A enfermeira entrou para verificar os meus sinais vitais. Ela tinha um rosto gentil e olhos tristes.
"O seu marido parecia com pressa", disse ela suavemente.
Eu não respondi. Apenas assenti.
Quando ela saiu, fechei os olhos e uma memória veio à tona. O nosso segundo aniversário de casamento, há seis meses.
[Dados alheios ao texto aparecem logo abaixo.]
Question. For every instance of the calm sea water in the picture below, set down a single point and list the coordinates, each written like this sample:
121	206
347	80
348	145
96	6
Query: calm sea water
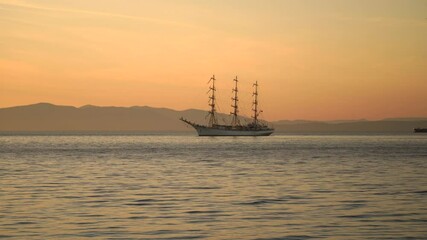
188	187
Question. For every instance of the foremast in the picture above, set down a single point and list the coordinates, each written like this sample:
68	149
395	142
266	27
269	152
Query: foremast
255	110
235	120
212	113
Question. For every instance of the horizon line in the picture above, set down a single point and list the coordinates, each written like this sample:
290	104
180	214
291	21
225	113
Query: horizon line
187	109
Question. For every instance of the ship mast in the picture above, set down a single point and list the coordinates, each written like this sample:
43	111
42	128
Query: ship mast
255	104
235	121
212	89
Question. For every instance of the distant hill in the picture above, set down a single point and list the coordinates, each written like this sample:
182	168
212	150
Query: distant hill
50	117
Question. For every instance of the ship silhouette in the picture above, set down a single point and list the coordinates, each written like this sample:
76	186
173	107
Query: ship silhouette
256	127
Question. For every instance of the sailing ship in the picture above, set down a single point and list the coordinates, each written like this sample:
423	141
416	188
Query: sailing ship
213	128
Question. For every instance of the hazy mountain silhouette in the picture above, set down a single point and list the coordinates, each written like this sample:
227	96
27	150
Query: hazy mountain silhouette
50	117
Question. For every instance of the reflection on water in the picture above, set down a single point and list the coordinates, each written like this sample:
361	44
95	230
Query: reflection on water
183	187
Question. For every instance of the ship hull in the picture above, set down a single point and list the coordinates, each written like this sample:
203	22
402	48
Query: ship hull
205	131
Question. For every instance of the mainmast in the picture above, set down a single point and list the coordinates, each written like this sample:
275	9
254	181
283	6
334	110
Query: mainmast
235	121
255	104
212	89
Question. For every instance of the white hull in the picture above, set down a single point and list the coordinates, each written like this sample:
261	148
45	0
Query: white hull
205	131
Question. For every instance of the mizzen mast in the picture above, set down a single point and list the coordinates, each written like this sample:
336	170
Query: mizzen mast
235	121
211	114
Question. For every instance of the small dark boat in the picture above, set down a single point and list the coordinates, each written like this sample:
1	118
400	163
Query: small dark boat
420	130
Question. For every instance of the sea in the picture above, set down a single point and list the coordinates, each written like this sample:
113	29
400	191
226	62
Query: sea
180	186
Eu tinha reservado uma mesa no nosso restaurante favorito, aquele onde ele me pediu em casamento. Vesti o meu melhor vestido. Esperei por ele em casa, animada.
Ele ligou uma hora depois da hora a que devia ter chegado.
"Querida, desculpa. Não vou conseguir ir. A Clara está a ter um ataque de pânico por causa dos exames finais dela. Estou a caminho da casa dela."
"Leo, é o nosso aniversário", disse eu, a tentar manter a desilusão fora da minha voz. "Ela não pode ligar à Isabel?"
"A mãe não a consegue acalmar como eu. Tu sabes como ela é. Ela precisa de mim. Podemos celebrar no fim de semana, prometo."
Nós não celebrámos no fim de semana. A Clara "precisou" dele para a ajudar a estudar. E depois para a levar a comprar um "vestido de recompensa" por ter sobrevivido aos exames.
O nosso aniversário passou sem ser mencionado novamente.
Na altura, engoli a minha mágoa. Disse a mim mesma que estava a ser compreensiva. Disse a mim mesma que a família é complicada.
Mas agora, deitada nesta cama de hospital, a verdade era clara. Não era complicação familiar. Era uma escolha. Ele escolhia-a sempre.
O meu pequeno desconforto, a minha pequena celebração, a minha pequena vida... tudo era secundário em relação ao mais ínfimo capricho da Clara.
E agora, a vida do nosso filho também tinha sido secundária.
Abri os olhos. A clareza era dolorosa. Todas as pequenas concessões, todas as desculpas que dei por ele, todas as vezes que me coloquei em segundo lugar... acumularam-se até este momento.
O incêndio não começou a nossa tragédia. Apenas a expôs em plena luz do dia.